2. Balance Ball Squats
Sets: 3 Reps: 10-12
"This can be performed on a balance ball or the ground," Martin mentioned, though she suggests investing in a balance ball if possible. "A balance ball is advantageous because it helps to strengthen the core and improve balance."
Employing a resistance band will enable a lower squat position, Martin noted.
3. Hamstring Curl
Sets: 3 Reps: 6-8
According to Martin, this exercise is one of the most effective for alleviating lower back pain and increasing flexibility in the hips.
4. Push Press
Sets: 3 Reps: 10-12
"This exercise will instill confidence in pressing objects overhead in daily activities," Martin commented. "A push and press is a powerful movement that will also improve shoulder mobility."
5. Standing March
Sets: 3 Reps: 20-24 each side
This exercise helps build core strength and stability, as well as enhancing balance and coordination, while also boosting flexibility in the hip flexors, Martin stated.

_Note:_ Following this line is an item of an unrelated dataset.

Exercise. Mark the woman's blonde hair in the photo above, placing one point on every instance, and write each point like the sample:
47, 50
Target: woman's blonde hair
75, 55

6. Split Squat with a Twist
Sets: 2 Reps: 8-10 each side
Martin explained that this move enhances balance and proprioception, which contributes to improved stability in everyday wear.
To begin, you may omit weights.
7. Bent-Over Row
Sets: 3 Reps: 10-12
Martin emphasized that unilateral exercises, which work one side of the body at a time, help address muscle imbalances and augment core strength. "This unilateral row will aid you more effectively in throwing, pulling, or pushing things in real life," she observed.
In this variation of the exercise, one hand rests on an exercise ball while performing the row, adding another benefit, according to Martin. "Pressing the opposite hand into the workout ball will help strengthen the pelvic floor," she added.
8. Bird Dog
Sets: 1 Reps: 12-16
"This is one of the best exercises to improve balance, mobility, and alleviate or prevent back pain," Martin noted.
This comprehensive, strength-focused routine is tailored to older adults wishing to preserve or enhance their physical function and independence as they grow older. The emphasis on balance and mobility, along with muscle building, makes it a robust strategy for future-proofing the body.
- Strength training, which aims at fortifying the body, can help individuals maintain health and independence as they age, easing everyday tasks like getting up from the floor or carrying groceries.
- Jennifer Martin, a personal trainer, designs exercises that focus on balance, mobility, and muscle building for older adults, with the goal of future-proofing their bodies.
- The exercises created by Martin, such as the Kneel-to-Stand, Balance Ball Squats, Hamstring Curl, Push Press, Standing March, Split Squat with a Twist, Bent-Over Row, and Bird Dog, help improve mobility, balance, strength, and alleviate back pain, making them effective for older adults.
- By incorporating exercises like these into a fitness routine, people can enhance their fitness-and-exercise and health-and-wellness, mitigating challenges associated with aging and maintaining a science-rooted approach to fitness.